Ein lebendes Denkmal für „easy-riding“

■ Die Rockergruppe „Bones“ ist nach länderübergreifenden Aktionen von GSG 9 und diversen SoKos der Polizei Im Blickfeld der Öffentlichkleit / Über drinnen und draußen berichtet Klaus-Peter Klingelschmitt

Eigentlich sind sie ein „reitender“ Anachronismus. Mit mindestens 500 Pferdestärken unter dem Arsch und der obligatorischen Kutte am muskulösen Leib donnern die „Bones“ seit zwanzig Jahren durch die Republik. Doch wie die Softies der „Flower-Power„-Ära und die rollerfahrenden „Mods“ war auch der Prolo-Flügel aus der Jugendbewegung der späten Sechziger von der Bildfläche verschwunden. Die Rocker waren out. Und spätestens seit der Zerschlagung der legendär -berüchtigten „Hells Angels“ aus Hamburg brachte sie die veröffentlichte Meinung in Zusammenhang mit Drogen- und Waffengeschäften. Daß die letzten Rocker, die noch an den Riten der „guten alten Zeiten“ („Bones“) festhalten, jetzt wieder bundesweit in den Schlagzeilen sind, haben sie dem Bundeskriminalamt (BKA) und einem eifrigen Staatsanwalt aus Ludwigshafen zu verdanken: In konzertierter Aktion mischten Polizei- und Bundesgrenzschutzeinheiten (BGS) Ende Juli „Bones„-Clubheime in drei Bundesländern auf, durchsuchten Privatwohnungen von „Bones„-Mitgliedern und beschlagnahmten Waffen, Motorräder, Mitgliederkarteien und Hunde.

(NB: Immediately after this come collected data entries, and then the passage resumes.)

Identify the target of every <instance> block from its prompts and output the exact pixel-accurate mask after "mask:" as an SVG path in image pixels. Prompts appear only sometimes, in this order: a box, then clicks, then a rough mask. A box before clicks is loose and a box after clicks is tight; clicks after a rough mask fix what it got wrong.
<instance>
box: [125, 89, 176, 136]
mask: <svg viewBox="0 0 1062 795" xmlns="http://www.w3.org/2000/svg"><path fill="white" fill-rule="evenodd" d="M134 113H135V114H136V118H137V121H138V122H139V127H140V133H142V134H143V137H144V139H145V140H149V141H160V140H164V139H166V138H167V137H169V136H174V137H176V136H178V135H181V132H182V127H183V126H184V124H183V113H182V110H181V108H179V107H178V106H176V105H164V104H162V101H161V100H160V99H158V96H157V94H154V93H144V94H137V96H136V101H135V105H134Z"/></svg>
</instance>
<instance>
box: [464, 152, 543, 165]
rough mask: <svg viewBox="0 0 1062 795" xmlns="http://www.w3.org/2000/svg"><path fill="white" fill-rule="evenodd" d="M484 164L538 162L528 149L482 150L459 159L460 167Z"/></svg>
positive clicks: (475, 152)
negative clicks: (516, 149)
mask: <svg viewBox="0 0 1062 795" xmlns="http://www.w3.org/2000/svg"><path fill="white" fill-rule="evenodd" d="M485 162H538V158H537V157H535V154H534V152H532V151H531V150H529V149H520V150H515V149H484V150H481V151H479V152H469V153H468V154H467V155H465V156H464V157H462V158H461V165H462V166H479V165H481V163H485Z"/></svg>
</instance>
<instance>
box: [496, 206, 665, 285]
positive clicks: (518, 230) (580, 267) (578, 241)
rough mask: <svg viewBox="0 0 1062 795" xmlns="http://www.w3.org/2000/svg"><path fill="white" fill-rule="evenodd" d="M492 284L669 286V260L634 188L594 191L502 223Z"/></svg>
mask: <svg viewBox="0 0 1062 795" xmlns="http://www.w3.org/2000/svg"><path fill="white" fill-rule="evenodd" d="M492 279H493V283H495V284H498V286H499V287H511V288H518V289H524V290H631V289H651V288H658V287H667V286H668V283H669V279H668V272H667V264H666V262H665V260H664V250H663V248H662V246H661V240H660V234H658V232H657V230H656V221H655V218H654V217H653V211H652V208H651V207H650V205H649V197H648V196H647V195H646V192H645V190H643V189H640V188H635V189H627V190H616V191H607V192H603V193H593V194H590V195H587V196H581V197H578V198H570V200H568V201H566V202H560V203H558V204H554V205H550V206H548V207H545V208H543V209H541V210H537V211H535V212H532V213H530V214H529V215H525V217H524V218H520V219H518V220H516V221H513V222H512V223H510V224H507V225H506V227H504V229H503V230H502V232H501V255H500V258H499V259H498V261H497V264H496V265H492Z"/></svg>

Bei den „Bones“ in Frankfurt, die seit zwanzig Jahren am Sausee in Seckbach - inmitten eines Schrebergartengeländes in einer selbstgebauten „Ranch“ hausen, ging es ähnlich ab, wie „Bones„-Vorstandsmitglied Thomas der taz am vergangenen Dienstag berichtete. Schon Tage vor dem „Überfall“ hätten sich BKA-Beamte gegen „Cash“ eine Schrebergartenhütte „geborgt“ und dort Stellung bezogen. Mit Richtmikrophonen wurden die Rocker abgehört und mit Spezialkameras einzeln auf dem Gelände fotographiert. Dabei wurden sämtliche rund 2.000 BesucherInnen der Zwanzig-Jahr-Feier der „Bones“ fürs Polizeiarchiv abgelichtet. Doch das haben sie alles erst später erfahren, die rund dreißig Mitglieder der Frankfurter „Bones“.

Ausgerechnet zur freitäglichen „Rum-Cola-Party“ hätten die Bullen das Gelände gestürmt - mit rußgeschwärzten Gesichtern und ohne Vorwarnung. Die Rocker und ihre „Bräute“ mußten sich im Clubhaus ausziehen und die Polizisten zerrten ihnen

-„nicht gerade sanft die Arschbacken auseinander“ (Thomas), denn die „Bones“, so ein Vorwurf der ermittelnden Staatsanwaltschaft in Ludwigshafen, würden mit harten Drogen dealen.

Clubhaus

zu Klump gehauen

Das Mobiliar im Clubhaus wurde zertrümmert, und mit Vorschlaghämmern bearbeiteten Polizisten den betonierten Vorplatz des Geländes auf der Suche nach Maschinenpistolen und Faustfeuerwaffen. Doch den auf dem Gelände „vergrabenen Panzer“, der für den „Iran“ bestimmt gewesen sei, den hätten die Bullen nicht gefunden, freuten sich die „Bones“.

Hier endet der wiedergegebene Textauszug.